Posted by Tara on Sunday, December 7th, 2014
You are going to have to try this recipe to believe how moist and tart and tangy and tantalizing the taste is. And this bread is so festive and can be made into 2 regular size loaves or 6 mini loaves – either size suitable for gift giving at Christmas time. Use Bob’s Gluten Free Baking Mix for a Gluten Free bread or just use plain flour if you prefer. I think this recipe was originally in Sunset Magazine but I’ve adapted here just a bit by using fresh instead of dried cranberries and gluten free baking mix.
- 3 sticks soft butter
- 1 1/2 cups sugar
- 4 eggs
- 1 cup orange juice
- 1 cup sour cream
- 2 Tablespoons orange zest
- 2 teaspoons vanilla extract
- 4 cups flour (all purpose or Bob’s Gluten Free Baking Mix)

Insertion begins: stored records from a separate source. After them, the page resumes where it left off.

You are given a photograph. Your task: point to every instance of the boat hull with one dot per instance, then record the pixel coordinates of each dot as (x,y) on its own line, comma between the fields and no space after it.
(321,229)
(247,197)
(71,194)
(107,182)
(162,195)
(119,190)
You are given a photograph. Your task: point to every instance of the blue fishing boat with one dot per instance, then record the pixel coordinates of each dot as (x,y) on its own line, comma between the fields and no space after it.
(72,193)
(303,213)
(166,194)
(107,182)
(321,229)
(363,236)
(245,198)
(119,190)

- 1 Tablespoon baking powder
- 1/2 teaspoon salt
- 1 1/2 cups fresh cranberries
- 1 cup chopped nuts (optional)
- For the glaze:
- 2 cups powdered sugar
- 7-8 Tablespoons Grand Marnier or Orange Juice
- Preheat oven to 330°. Butter two 6-cup-capacity loaf pans (or, if making the mini loaves, butter six 2-cup-capacity pans). With an electric or standing mixer on medium speed, cream butter and sugar together in a large bowl until pale and fluffy, about 3 minutes. Add eggs one at a time, mixing well after each. Add orange juice, sour cream, orange zest, and vanilla; mix until blended. In a separate bowl, whisk together flour, baking powder, and salt. Add flour mixture and cranberries to wet ingredients and mix just until dry ingredients are absorbed; do not overmix.Pour batter into prepared loaf pans. Bake until a toothpick inserted in centers of breads comes out clean, 70 to 75 minutes for large loaves and 60 minutes for mini loaves. Meanwhile, in a small bowl, whisk together powdered sugar and 7 tbsp. Grand Marnier. Glaze should have consistency of thick maple syrup or corn syrup. If it is too thick, thin with an additional tbsp. of liqueur. Let loaves cool in pans for 10 minutes, then remove and transfer to a cooling rack set over a large baking sheet. With a thin skewer or long toothpick, poke deep holes in tops of loaves. Drizzle with Grand Marnier glaze so that it coats the top, runs down the sides, and seeps through the holes. Let loaves cool completely, then slice. Refrigerate or freeze leftover bread.